Ultimately, genetic data will be combined with other information such as autoantibody profiles to determine how an individual will respond to treatment, he predicts. "The critical thing is to make sure we are in a position to gather data going forward to analyze and tease apart so we can determine what factors can be useful in managing therapy," Dr. Gregersen says, adding that he believes all clinical trials should require participants to deposit DNA in a bank.

If such a database existed, for instance, "you could go into a DNA database of all people who had received COX-2 inhibitors and perhaps be able to find genetic markers for adverse cardiac events," he says. Then, in the future, "we would just not give these drugs to people [with those genotypes]."

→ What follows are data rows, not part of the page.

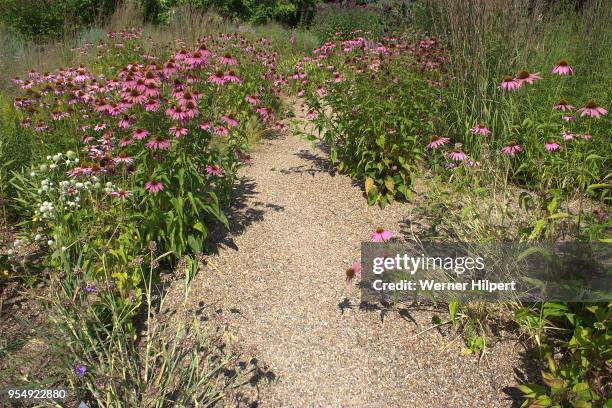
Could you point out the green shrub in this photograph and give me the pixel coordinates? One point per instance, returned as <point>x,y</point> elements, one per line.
<point>333,18</point>
<point>289,12</point>
<point>374,109</point>
<point>53,18</point>
<point>15,150</point>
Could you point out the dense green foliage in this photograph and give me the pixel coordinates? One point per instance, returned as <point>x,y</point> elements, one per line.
<point>53,18</point>
<point>290,12</point>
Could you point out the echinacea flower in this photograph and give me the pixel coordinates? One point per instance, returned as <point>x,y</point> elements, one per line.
<point>511,148</point>
<point>154,186</point>
<point>140,134</point>
<point>126,142</point>
<point>562,68</point>
<point>568,118</point>
<point>158,143</point>
<point>551,146</point>
<point>123,158</point>
<point>229,121</point>
<point>351,273</point>
<point>436,141</point>
<point>526,77</point>
<point>480,129</point>
<point>206,126</point>
<point>509,84</point>
<point>593,110</point>
<point>178,131</point>
<point>457,155</point>
<point>563,105</point>
<point>80,370</point>
<point>231,76</point>
<point>251,100</point>
<point>381,235</point>
<point>221,130</point>
<point>121,194</point>
<point>217,78</point>
<point>214,170</point>
<point>228,60</point>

The FDA has taken a significant step to stimulate the collection, centralization, and analysis of data that are necessary to reap these clinical benefits. In a press release announcing the initiation of a new Web site and guidelines for submission of pharmacogenetic data,3 Janet Woodcock, MD, the FDA deputy director for operations, expressed high hopes for the promise of personalized medicine. "This new technology will allow medicines to be uniquely crafted to maximize their therapeutic benefits and minimize their potential risks for each patient."

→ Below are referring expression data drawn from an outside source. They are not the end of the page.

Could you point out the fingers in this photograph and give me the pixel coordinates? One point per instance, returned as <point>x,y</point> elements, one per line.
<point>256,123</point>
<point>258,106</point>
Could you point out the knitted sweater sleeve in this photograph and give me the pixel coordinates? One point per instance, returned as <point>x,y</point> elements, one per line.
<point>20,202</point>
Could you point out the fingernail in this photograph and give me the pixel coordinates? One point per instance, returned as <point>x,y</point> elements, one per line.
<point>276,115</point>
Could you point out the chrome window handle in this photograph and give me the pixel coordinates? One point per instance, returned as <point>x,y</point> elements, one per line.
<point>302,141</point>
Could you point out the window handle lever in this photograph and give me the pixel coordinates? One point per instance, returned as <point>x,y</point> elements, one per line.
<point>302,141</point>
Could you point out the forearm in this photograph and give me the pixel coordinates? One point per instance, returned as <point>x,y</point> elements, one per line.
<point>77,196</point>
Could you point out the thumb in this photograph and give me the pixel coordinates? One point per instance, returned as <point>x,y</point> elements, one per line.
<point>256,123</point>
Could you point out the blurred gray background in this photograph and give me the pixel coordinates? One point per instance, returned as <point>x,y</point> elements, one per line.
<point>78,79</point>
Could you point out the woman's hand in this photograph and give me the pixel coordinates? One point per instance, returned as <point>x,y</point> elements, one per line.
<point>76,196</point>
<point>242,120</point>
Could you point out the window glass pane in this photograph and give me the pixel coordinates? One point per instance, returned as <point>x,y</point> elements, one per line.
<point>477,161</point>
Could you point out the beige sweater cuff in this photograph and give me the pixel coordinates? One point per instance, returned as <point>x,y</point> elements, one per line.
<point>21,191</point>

She continues, "We hope ultimately to bring pharmacogenomics, a way in which to foster the personalizing of medicine, to every health care professional's prescription pad for the benefit of their patients and US consumers." The FDA's new pharmacogenomics Web site is available at: http://www.fda.gov/cder/genomics/default.htm

References:

  1. Kang CP, Lee KW, Yoo DH, et al. The influence of a polymorphism at position -857 of the tumour necrosis factor alpha gene on clinical response to etanercept therapy in rheumatoid arthritis. Rheumatology. 2005;44:547-552.
  2. Martinez A, Salido M, Bonilla G, et al. Association of the major histocompatibility complex with response to infliximab therapy in rheumatoid arthritis patients. Arthritis Rheum. 2004;50:1077-1082.
  3. FDA Works to Speed the Advent of New, More Effective Personalized Medicines [press release]. Washington, DC: March 22, 2005.